Nah Lo, Jet Tempur Amerika Sengaja Tembak Jatuh Drone Turki

VIVA Militer: Bangkai drone Turki usai ditembak jet tempur Amerika Serik
Sumber :
  • protothema.gr

VIVA – Sebuah jet tempur General Dynamics F-16 Fighting Falcon milik Angkatan Udara Amerika Serikat (USAF), menembak jatuh drone tempur militer Turki di wilayah timur laut Suriah, Kamis 5 Oktober 2023.

Departemen Pertahanan Amerika Serikat (DoD) membenarkan insiden ini. Sekretaris Pers Pentagon, Brigadir Jenderal Patrick Ryder, secara langsung menjelaskan bagaimana peristiwa tersebut berlangsung.

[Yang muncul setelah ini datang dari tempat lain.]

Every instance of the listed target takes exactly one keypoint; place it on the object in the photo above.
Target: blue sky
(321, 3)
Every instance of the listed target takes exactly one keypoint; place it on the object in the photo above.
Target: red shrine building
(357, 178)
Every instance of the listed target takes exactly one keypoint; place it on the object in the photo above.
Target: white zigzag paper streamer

Menurut Ryder, drone militer Turki berada dalam jarak yang terlalu dekat dari pangkalan pasukan militer Amerika Serikat (AS) jarak hanya 500 meter.

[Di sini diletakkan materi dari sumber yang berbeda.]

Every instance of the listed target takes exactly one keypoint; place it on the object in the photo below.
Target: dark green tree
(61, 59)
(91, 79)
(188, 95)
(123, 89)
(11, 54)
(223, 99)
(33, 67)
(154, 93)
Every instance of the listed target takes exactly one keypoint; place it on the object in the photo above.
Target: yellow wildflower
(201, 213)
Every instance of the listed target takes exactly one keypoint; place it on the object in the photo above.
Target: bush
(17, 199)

Drone tempur Angkatan Bersenjata Turki (TSK) itu melancarkan serangan ke basis Pasukan Demokratik Kurdi Suriah, yang terletak sangat dekat dari basis pasukan AS.

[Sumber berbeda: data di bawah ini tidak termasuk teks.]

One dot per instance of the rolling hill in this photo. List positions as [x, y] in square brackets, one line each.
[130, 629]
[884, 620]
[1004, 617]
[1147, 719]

VIVA Militer: Kepulan asap usai drone Turki ditembak jet tempur Amerika Serikat

Photo :
  • wsj.com

Setelah serangan belangsung, sejumlah tentara Amerika disebut Ryder berlarian dan berlindung di bunker yang terletak di pangkalan tersebut.

Sesaat kemudian, komando militer Amerika Serikat langsung merespons dengan pengerahan pesawat tempur F-16 untuk menembak jatuh drone militer Turki tersebut.

"(Ini adalah) insiden yang disesalkan," ucap Ryder dilansir VIVA Militer dari The Wall Street Journal.

Ryder juga memastikan, Menteri Pertahanan AS, Jenderal (Purn.) Lloyd Austin dan Kepala Staf Angkatan Bersenjata AS, Jenderal Charles Brown, langsung melakukan kontak dengan para pejabat Turki pasca kejadian ini. 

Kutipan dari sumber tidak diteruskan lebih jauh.